Mission pour la Science et la Technologie de l’Ambassade de France aux Etats-Unis
Nanocooling is cool : des films minces nanostructurés pour refroidir
les puces électroniques
Publié le mardi 10 mars 2009
Voir en ligne : https://www.france-science.org/Nanocooling-is-cool-des-films.html
Lorsqu’on regarde la courbe des performances des CPU d’ordinateurs en fonction de l’année de production,
une variante de celle qui est connue sous le nom de "Loi de Moore", on s’aperçoit que la vitesse d’horloge, qui
était de 3 GhZ en 2002, était de … 3 GHz en 2007, quand elle aurait dû être de 24 GHz ! Une des raisons de
cette stagnation - à laquelle on a remédié en augmentant le nombre de cores - est à chercher dans
l’augmentation de la puissance dissipée, et donc de la température, dans les processeurs, au fur et à mesure
que leur taille diminue. Le problème touche à la fois les performances, car les courants de fuite aux portes des
transistors augmentent exponentiellement avec la température, et le coût de fonctionnement, notamment des
grandes centrales de données, où les coûts liés au refroidissement des machines dépassent parfois le coût
d’achat des machines elles-mêmes. De plus, il serait parfois intéressant de pouvoir refroidir le processeur, ou
la puce à ADN, ou tout autre micro appareil localement, et sur demande, en fonction de l’activité et des flux de
chaleur instantanés.
Les solutions proposées utilisent l’effet thermoélectrique ou effet Peltier. Découvert en 1834 par Jean-Charles
Peltier, ce phénomène physique dépend du fait que dans un conducteur les porteurs de chaleur et d’électricité
sont la même entité, l’électron ; en même temps, la quantité de chaleur transportée par unité de charge est
fonction du matériau. Si l’on réalise une jonction entre deux conducteurs, et si l’on applique une différence de
potentiel aux extrémités de la jonction, on obtient un courant électrique, qui est évidemment continu à travers
la jonction. Le courant de chaleur, quant à lui, n’est pas, en général, le même dans les différents matériaux : le
flux de chaleur est donc discontinu à la jonction, ce qui se traduit par l’apparition d’une source ou d’un puit de
chaleur, selon le sens du courant. La jonction peut donc fonctionner comme pompe de chaleur. Une autre
façon de décrire le mécanisme est la suivante : à l’équilibre, les niveaux de Fermi des deux matériaux
s’égalisent, et des électrons sont transférés d’un matériau à l’autre. Ceci crée un champ électrique qui
s’oppose au passage des électrons, et permet d’atteindre un état stationnaire. En polarisant la jonction, les
électrons doivent surmonter une différence de potentiel électrique additionnelle. Si elle renforce le champ
électrique initial, les électrons doivent dépenser plus d’énergie pour la surmonter, et l’on extrait de la chaleur.

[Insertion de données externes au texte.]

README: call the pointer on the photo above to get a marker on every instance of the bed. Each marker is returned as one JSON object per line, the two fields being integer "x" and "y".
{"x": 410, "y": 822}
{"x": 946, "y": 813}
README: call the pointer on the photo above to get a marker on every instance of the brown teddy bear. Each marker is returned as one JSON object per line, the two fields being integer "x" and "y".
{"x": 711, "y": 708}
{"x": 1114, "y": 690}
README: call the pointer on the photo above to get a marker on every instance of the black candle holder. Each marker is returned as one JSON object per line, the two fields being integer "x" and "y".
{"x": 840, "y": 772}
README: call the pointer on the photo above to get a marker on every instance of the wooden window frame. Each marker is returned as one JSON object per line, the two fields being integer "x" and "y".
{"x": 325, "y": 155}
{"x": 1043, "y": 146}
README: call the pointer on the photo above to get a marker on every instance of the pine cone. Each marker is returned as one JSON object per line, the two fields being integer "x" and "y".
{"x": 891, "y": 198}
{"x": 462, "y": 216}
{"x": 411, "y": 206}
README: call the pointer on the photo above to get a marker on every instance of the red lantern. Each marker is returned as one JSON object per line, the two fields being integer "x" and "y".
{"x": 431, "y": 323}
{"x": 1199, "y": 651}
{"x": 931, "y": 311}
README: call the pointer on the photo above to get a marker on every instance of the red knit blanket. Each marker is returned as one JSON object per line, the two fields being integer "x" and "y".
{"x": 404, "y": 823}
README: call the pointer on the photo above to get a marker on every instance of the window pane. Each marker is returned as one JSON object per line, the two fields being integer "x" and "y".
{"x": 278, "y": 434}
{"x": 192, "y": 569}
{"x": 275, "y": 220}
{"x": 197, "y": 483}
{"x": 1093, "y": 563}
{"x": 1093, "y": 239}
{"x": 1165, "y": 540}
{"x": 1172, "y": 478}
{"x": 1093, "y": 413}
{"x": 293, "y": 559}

Le refroidissement ainsi obtenu peut atteindre 40°C, et les modules Peltier sont utilisés dans beaucoup
d’applications qui demandent un refroidissement efficace avec peu d’encombrement : frigos portables,
caméras, satellites et autres engins spatiaux… et composants d’ordinateurs. Deux matériaux qui sont souvent
utilisés dans les thermocouples (dont le fonctionnement est basé sur un autre effet thermoélectrique) sont le
tellure et le bismuth. Récemment, un article dans Nature Nanotechnology annonçait la réalisation d’un module
Peltier constitué d’une structure multicouche à films minces dans laquelle des super réseaux de tellurure de
bismuth et de tellurure d’antimoine (de type p) alternent avec des super réseaux à base de tellurure de
bismuth pur et dopé au sélénium (de type n). La structure est déposée par épitaxie en phase vapeur aux
métallo-organiques, sur un substrat de GaAs.
L’avantage de ce module thermoélectrique par rapport à ceux déjà réalisés à base de silicium et de
germanium n’est pas tellement dans l’efficacité, puisque les auteurs de l’article, déclarent un refroidissement
d’environ 15°C, encore loin des 40 degrés théoriquement possibles. En effet, les composants Si/Ge montrent
en général une forte dégradation de performances une fois intégrés à l’arrière de la puce, ce qui n’est pas le
cas du nouveau composant.
La technique, sûrement prometteuse, a été mise au point dans les laboratoires d’Intel en Arizona, en
collaboration avec Arizona State, et deux entreprises de Caroline du Nord.